Calcium
Calcium zählt zu den kritischen Nährstoffen bei einer Veganen Ernährung. Für eine ausreichende Aufnahme sind bestimmte Lebensmittelgruppen und deren Zubereitung zu beachten. In diesem Beitrag erfährst Du praxisbezogen die wichtigsten Fakten über Calcium und was Du unternehmen kannst, um genug davon aufzunehmen.
Funktionen
Calcium ist vor allem für seine Funktion im Knochen- und Zahnaufbau bekannt. Darüber hinaus haben Knochen und Zähne auch eine Speicherfunktion. Lediglich 1 % des Bestandes an Calcium befindet sich im Gewebe und Blut.
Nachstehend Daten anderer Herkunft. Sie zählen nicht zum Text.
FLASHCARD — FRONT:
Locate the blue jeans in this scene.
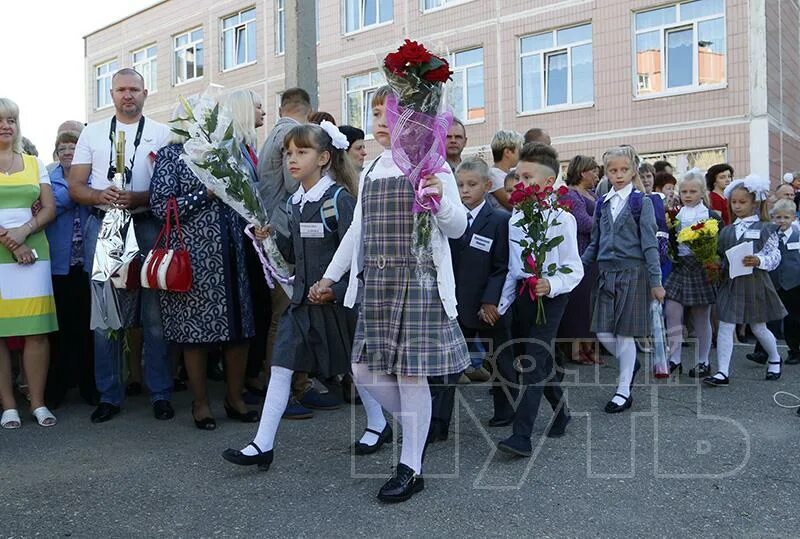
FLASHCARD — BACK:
[83,215,173,406]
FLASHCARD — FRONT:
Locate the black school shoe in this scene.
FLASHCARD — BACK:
[378,462,425,503]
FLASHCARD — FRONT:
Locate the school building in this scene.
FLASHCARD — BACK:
[85,0,800,182]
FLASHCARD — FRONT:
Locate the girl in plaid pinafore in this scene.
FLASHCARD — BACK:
[317,87,469,502]
[703,175,786,386]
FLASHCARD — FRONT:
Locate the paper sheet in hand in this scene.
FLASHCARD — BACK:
[725,241,753,279]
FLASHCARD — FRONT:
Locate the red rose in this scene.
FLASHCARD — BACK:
[422,64,453,82]
[397,39,431,64]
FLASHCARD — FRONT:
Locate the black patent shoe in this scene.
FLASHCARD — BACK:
[378,462,425,503]
[689,363,711,378]
[703,372,730,387]
[605,393,633,414]
[764,361,783,380]
[353,422,393,455]
[222,442,274,472]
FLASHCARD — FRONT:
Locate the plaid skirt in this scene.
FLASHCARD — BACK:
[591,264,652,337]
[664,255,717,307]
[717,269,787,324]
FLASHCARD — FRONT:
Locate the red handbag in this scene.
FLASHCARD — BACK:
[141,197,192,292]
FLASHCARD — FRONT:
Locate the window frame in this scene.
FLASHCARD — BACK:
[516,20,596,117]
[93,57,119,110]
[172,25,208,87]
[631,0,730,101]
[219,5,258,73]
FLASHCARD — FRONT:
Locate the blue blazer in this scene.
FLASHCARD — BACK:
[45,165,89,275]
[449,202,511,329]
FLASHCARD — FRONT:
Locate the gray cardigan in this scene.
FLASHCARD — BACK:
[581,190,661,288]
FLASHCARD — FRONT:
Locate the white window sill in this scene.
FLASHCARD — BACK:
[342,19,394,37]
[633,82,728,101]
[517,101,594,118]
[222,60,258,73]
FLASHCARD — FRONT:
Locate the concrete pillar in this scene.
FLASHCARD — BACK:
[283,0,319,110]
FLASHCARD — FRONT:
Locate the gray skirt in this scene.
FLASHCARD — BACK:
[591,264,652,337]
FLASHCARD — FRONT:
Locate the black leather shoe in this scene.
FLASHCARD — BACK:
[378,462,425,503]
[353,422,393,455]
[91,402,121,423]
[222,442,275,472]
[153,400,175,421]
[497,434,533,457]
[689,363,711,378]
[605,393,633,414]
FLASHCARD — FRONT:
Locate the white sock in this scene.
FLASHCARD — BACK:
[750,323,781,372]
[397,376,431,474]
[242,367,293,457]
[714,320,736,380]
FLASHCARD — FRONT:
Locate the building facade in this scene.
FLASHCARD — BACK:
[85,0,800,181]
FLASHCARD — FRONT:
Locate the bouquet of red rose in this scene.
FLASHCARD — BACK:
[509,183,572,324]
[383,39,453,280]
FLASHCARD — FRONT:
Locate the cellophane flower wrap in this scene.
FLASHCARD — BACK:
[509,183,572,324]
[172,95,294,297]
[678,218,721,284]
[383,39,453,282]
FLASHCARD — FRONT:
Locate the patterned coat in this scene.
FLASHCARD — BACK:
[150,144,254,344]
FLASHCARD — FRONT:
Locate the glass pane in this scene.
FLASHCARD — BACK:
[572,44,594,103]
[466,66,484,120]
[556,24,592,47]
[521,54,542,112]
[680,0,725,21]
[636,6,676,30]
[546,52,567,107]
[667,28,694,88]
[455,47,483,67]
[380,0,394,22]
[636,31,664,95]
[520,32,553,54]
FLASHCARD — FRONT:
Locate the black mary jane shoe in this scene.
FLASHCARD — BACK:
[703,372,730,387]
[764,360,783,380]
[222,442,274,472]
[378,462,425,503]
[689,363,711,378]
[605,393,633,414]
[353,422,393,455]
[224,400,261,423]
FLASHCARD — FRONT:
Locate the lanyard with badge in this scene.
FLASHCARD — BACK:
[108,116,144,187]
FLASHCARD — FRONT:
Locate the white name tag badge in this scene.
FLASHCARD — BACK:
[300,223,325,238]
[469,234,494,253]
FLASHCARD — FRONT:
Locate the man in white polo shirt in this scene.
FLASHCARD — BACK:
[69,68,175,423]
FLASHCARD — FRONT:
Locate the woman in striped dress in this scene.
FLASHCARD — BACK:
[0,98,58,429]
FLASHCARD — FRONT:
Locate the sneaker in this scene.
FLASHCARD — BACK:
[297,388,342,410]
[283,397,314,419]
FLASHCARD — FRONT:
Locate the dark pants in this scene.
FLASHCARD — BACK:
[753,286,800,355]
[45,266,97,405]
[513,294,569,438]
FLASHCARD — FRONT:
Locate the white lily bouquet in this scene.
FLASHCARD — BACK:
[172,96,294,297]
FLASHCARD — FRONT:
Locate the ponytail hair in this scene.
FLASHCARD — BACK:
[283,124,358,197]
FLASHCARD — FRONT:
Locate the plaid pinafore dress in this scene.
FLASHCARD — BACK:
[353,170,469,376]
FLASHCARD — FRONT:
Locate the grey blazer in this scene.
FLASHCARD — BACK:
[581,190,661,288]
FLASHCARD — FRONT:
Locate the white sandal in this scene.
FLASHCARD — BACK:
[33,406,56,427]
[0,408,22,429]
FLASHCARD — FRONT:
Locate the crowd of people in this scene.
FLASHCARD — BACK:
[0,68,800,502]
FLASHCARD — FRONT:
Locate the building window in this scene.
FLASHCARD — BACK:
[448,47,486,121]
[133,45,158,94]
[344,71,386,134]
[173,28,204,84]
[519,23,594,113]
[634,0,727,96]
[222,7,256,71]
[94,60,119,109]
[345,0,394,33]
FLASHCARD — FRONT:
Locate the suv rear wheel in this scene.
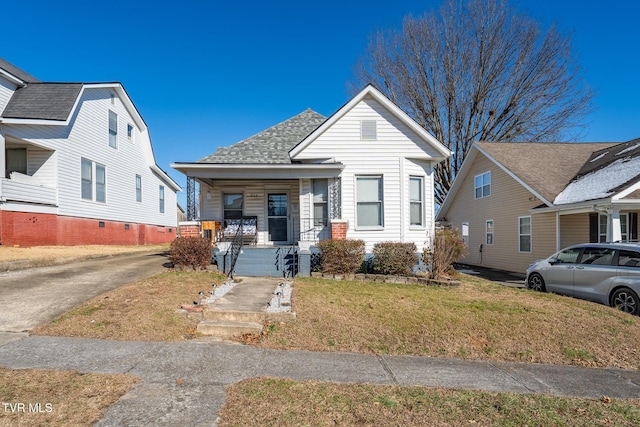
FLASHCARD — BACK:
[611,288,640,315]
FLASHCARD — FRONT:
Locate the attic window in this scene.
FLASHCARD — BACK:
[360,120,378,140]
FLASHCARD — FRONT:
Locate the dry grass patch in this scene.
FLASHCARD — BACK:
[258,275,640,369]
[218,378,640,427]
[0,368,139,427]
[31,271,226,341]
[0,244,169,265]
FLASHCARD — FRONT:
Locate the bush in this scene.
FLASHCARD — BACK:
[423,229,467,279]
[373,242,418,276]
[318,240,364,274]
[169,237,211,271]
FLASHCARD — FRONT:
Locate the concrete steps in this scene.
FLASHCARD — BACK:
[196,320,262,338]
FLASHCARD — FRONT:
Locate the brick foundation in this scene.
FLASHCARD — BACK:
[178,221,200,237]
[0,211,176,247]
[331,219,349,240]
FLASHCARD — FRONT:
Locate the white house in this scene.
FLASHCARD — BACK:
[0,59,180,246]
[172,85,451,276]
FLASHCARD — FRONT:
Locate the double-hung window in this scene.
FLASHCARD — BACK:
[356,175,384,227]
[159,185,164,213]
[80,158,107,203]
[518,216,531,252]
[409,176,424,227]
[109,110,118,148]
[136,175,142,202]
[312,179,329,227]
[474,171,491,199]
Dort hilft Calcium bei der Nervenreizweiterleitung & Muskelkontraktion, bei der Blutgerinnung, Hormonfreisetzung und als Enzymaktivator.
Vorkommen
- Dunkelgrünes Blattgemüse (Brokkoli, Rucola, …)
- Wildkräuter (z.B. Löwenzahn)
- Hülsenfrüchte (vor allem Sojaprodukte)
- Trockenfrüchte (Feigen, Datteln)
- Nüsse & Samen (Sesam, Mandeln, Leinsamen)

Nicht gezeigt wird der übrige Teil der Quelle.